I have seen this learning material, and here that removes features regardless of polynomial degree order meaning e.g. low degree terms can be removed when high degree terms kept.

• Please edit your question to say a bit more about how you intend to use your model and why you need to try to remove features. For example, if you intend to use your model for prediction it might be better to keep all terms, even those whose coefficients don’t pass an arbitrary p-value cutoff. – EdM Sep 23 '19 at 13:39
• I am going to predict dependent variable in the regression, and try remove features not statistically significant since ones significant will be visualised. – Yohan Chung Sep 23 '19 at 13:56

There are several issues here that you should consider, depending on the details of how you wish to use and present your model.

First, if you want to use your model to predict values of $$y$$ for new cases based on their values of $$a$$ and $$b$$, then you might be best off retaining the complete model. As Frank Harrell put it:

First you have to decide if you really need model selection, or you just need to model. In the majority of situations, depending on dimensionality, fitting a flexible comprehensive model is preferred.

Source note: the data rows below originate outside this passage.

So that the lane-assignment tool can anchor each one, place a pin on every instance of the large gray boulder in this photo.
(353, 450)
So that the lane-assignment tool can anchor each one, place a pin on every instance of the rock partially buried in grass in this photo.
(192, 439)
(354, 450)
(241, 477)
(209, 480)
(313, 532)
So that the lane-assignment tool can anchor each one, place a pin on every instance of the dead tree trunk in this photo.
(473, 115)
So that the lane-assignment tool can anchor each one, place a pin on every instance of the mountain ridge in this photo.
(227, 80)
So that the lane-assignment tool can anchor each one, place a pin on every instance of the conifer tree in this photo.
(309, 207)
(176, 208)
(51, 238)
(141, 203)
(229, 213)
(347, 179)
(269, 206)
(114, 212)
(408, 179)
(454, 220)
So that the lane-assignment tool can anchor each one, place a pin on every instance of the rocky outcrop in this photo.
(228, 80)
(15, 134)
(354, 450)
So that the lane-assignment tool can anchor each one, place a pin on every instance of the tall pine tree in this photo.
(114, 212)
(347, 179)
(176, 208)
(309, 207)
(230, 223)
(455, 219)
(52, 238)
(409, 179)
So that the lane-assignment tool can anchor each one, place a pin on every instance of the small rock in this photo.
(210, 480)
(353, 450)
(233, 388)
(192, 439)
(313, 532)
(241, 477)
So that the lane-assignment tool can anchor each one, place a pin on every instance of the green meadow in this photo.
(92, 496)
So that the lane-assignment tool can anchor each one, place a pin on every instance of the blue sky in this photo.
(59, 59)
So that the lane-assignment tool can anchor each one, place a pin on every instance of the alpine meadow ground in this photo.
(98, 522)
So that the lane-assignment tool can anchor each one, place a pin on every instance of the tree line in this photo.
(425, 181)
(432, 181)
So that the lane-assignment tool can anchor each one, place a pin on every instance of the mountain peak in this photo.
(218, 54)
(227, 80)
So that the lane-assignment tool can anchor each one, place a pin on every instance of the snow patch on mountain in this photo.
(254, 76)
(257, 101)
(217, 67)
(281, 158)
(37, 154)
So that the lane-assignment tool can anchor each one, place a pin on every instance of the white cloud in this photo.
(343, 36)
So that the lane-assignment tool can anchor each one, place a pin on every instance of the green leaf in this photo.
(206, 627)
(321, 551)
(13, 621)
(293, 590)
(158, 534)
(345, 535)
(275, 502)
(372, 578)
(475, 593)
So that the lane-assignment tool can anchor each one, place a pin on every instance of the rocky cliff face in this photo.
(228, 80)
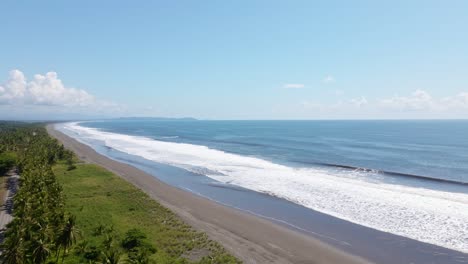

Whether a coefficient for a particular predictor passes a test of statistical significance can be more a measure of the size of your data sample than a measure of the importance of that predictor. Some argue that following the traditional $$p<0.05$$ criterion for statistical significance is not always a good way to proceed. See this page for an introduction with references into this issue. This is particularly important if your main interest is predicting future cases, where throwing out a "non-significant" predictor might still be throwing away useful information.

Second, before you start throwing away features, at least see how stable your feature-selection process is. Try repeating your modeling on multiple bootstrap resamples (say a few hundred) from your data, and keep track of the coefficient values for each resample. Very often the identities of the "significant" predictors will change from sample to sample. If so, you might want to reconsider the wisdom of throwing away predictors that happened to be "insignificant" in the original model.

Third, automated methods for model selection can pose serious problems. At the least, once you start using your data to select coefficients, the assumptions underlying calculations of p-values and the like no longer apply. See this page for extensive discussion and references. Backward elimination as you propose might be among the least objectionable, but there could still be a question of how much your results will only apply to your original data set rather than be generalizable to other data samples from the same population.

Fourth, the decision matters somewhat on how you will be interpreting your model. For example, were you to omit either or both of the $$\beta_2 a$$ or $$\beta_3 b$$ terms but keep the $$\beta_5 ab$$ term, you would be keeping an interaction term without the main effect. That might or might not be a good idea, as discussed on this page. If your sole interest was in prediction you might get away with keeping only the interaction term in some circumstances, but it can be difficult to interpret the physical meaning of the coefficients in that case.

Finally, however you choose to proceed, double-check your entire model building process with bootstrapping. For example if you choose to do backward selection without regard to polynomial degree based on nominal p-values (which I would not recommend), repeat that entire modeling procedure on a few hundred bootstrap samples and evaluate each model's performance on your entire original data sample. That provides perhaps the best estimate of how well your model-building process would work on a new data sample from the same population.